Из дневников я узнал, что она в Сьемпосуэлосе. Мне очень хотелось ее повидать, но я никак не мог к ней проникнуть, не привлекая к себе внимания. Как раз в то время я внештатно работал на одну мадридскую кинокомпанию, и режиссер нашей группы спросил, нет ли среди нас желающих помочь в лечении душевнобольных в Сьемпосуэлосе средствами арт‑терапии. Среди других вызвался и я, но Марта не входила в число пациентов, участвующих в этой программе.
– И поэтому ты подружился с Ахмедом?
– Увидев у нее под кроватью металлический сундучок, я понял, что мне необходимо в него заглянуть, и Ахмед был единственным моим шансом. Я легко завязываю дружеские отношения с разными людьми, особенно с такими, как Ахмед… ну, вы понимаете, посторонними … вроде меня.
– Вроде Элоисы.
– Да, – спокойно сказал Хулио. – Ахмед показал мне личное дело Марты, и, когда я прочитал письмо от психоаналитика Хосе Мануэля Хименеса, проект созрел.
– А откуда ты позаимствовал идею убивать людей?
– От вас, когда узнал, что вы старший инспектор отдела по расследованию убийств, – сказал Хулио. – Заставить сына великого Франсиско Фалькона раскрыть преступления своего отца – это же блеск!

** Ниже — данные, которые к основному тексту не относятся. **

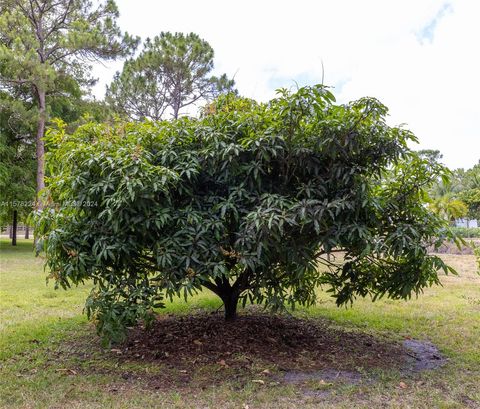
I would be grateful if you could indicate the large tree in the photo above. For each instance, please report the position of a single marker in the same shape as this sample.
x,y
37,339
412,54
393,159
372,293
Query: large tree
x,y
248,201
172,73
46,42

– Такую мысль не назовешь рациональной.
– Художникам чужд рационализм. Как мы могли бы волновать умы людей, если бы наши умы не бурлили?
– Убийство – не искусство.
– Вы пропустили слово «настоящее»! – вскричал Хулио, вскакивая с расширившимися зрачками, сияющими чернотой, которая не изливалась наружу, а всасывала в себя. – Нужно было сказать «Настоящее убийство – не искусство» или… или… «Убийство – не настоящее искусство».
– Сядь, Хулио. Просто присядь на минутку… мы еще не закончили.
– Понимаете, проблема в том, – заговорил Хулио, – что… что теперь я вижу все слишком ясно. Мне как‑то не удается понизить уровень зрительного восприятия. Стоит только кого‑нибудь убить, и все становится до жути настоящим, до непереносимости. Вы знали это, дядя, знали?
– Верно, я действительно твой дядя, – произнес Хавьер, стараясь держать Хулио под контролем. – И я это знаю.
– Поэтому я и не стал вас убивать. Я только пытался спасти вас от слепоты.
– Да, теперь я прозрел и благодарен тебе за это, – сказал Хавьер. – Но есть еще одна вещь, которую я хотел бы узнать от тебя.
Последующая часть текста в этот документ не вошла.